STAG2 as a prognostic biomarker in low-grade non-muscle invasive bladder cancer

Abstract

Objective: Improvements to bladder cancer risk stratification guidelines are needed to better tailor post-operative surveillance and adjuvant therapy to individual patients. We previously identified STAG2 as a commonly mutated tumor suppressor gene in bladder cancer and an independent predictor of progression in NMIBC. Here we test the value of combining STAG2 immunostaining with other risk stratification biomarkers in NMIBC, and as an individual biomarker in MIBC.

Materials and methods: STAG2 immunohistochemistry was performed on a progressor-enriched cohort of tumors from 297 patients with NMIBC, and on tumors from 406 patients with MIBC from Aarhus University Hospital in Denmark. Survival analysis was performed using Kaplan-Meier survival analysis, the log rank test, and Cox proportional hazards models.

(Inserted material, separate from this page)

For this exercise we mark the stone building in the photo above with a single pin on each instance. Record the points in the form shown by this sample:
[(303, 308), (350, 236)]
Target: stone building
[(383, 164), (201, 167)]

Results: STAG2-negative low-grade NMIBC tumors were 2.5 times less likely to progress to muscle invasion than STAG2-positive low-grade NMIBC tumors (Log-rank test, P = 0.008). In a composite group of patients with AUA intermediate and high-risk NMIBC tumors, STAG2-negative tumors were less likely to progress (Log-rank test, P = 0.02). In contrast to NMIBC, we show that STAG2 is not useful as a prognostic biomarker in MIBC.

Conclusions: STAG2 immunostaining can be used to subdivide low-grade NMIBC tumors into two groups with substantially different risks of disease progression. Furthermore, STAG2 immunostaining may be useful to enhance NMIBC risk stratification guidelines, though larger cohorts are needed to solidify this conclusion in individual risk groups. STAG2 is not useful as a biomarker in MIBC. Further study of the use of STAG2 immunostaining as a biomarker for predicting the clinical behavior in NMIBC is warranted.

Keywords: Bladder cancer; Bladder cancer recurrence and progression; Risk stratification guidelines; STAG2.

Figure 1.

Disease-specific survival and STAG2 expression in the bladder cancer cohort studied. (A) Overview of the bladder cancer (BC) cohort. Tumors were grouped based on pathological stage and stratified by clinical outcome. 20 patients had cores taken from more than one tumor; hence, the entire cohort consisted of 707 bladder tumors from 687 patients with BC. One of the 20 patients had two NMIBC tumors, whereas the remaining patients had both NMIBC and MIBC tumors. TX: tumor of unknown pathological stage. (B) Kaplan Meier curve depicting disease-specific survival by pathological stage. (C) Examples of STAG2 staining of NMIBC and MIBC tumors. (C) Frequency of maintenance (red) and loss (blue) of STAG2 expression in NMIBC and MIBC in this cohort. (D) Concordance of STAG2 status in patients with two tumors represented in the cohort. 20 patients had two tumors in the cohort; in 19 patients they were tumors from an initial NMIBC and a subsequent MIBC, in one patient they were two independent NMIBC tumors. Unfortunately, in only 11 of these patients could STAG2 status be determined for both tumors of the pair. STAG2 staining was discordant in 3/11 of these pairs (Fig. 1E); each of the three discordant pairs were comprised of one NMIBC tumor and one MIBC tumor.

Figure 2.

Predictive value of STAG2 staining as an individual biomarker in NMIBC (A-C) and MIBC (D-E) on recurrence-free survival (A,D), progression-free survival (B) and disease-specific survival (C,E).

Figure 3.

STAG2 expression and tumor grade. (A) STAG2 expression compared to tumor grade (n = 296). For one patient tumor grade could not be determined. (B) Predictive value of a combination of STAG2 staining and tumor grade on progression-free survival in NMIBC. LG, low grade; HG, high grade. (C) Receiver operating characteristics (ROC) curve for predicting progression using logistic regression models (n = 289).

Figure 4.

Predictive value of STAG2 staining on progression-free survival in NMIBC risk groups based on the American Urological Association risk stratification guidelines.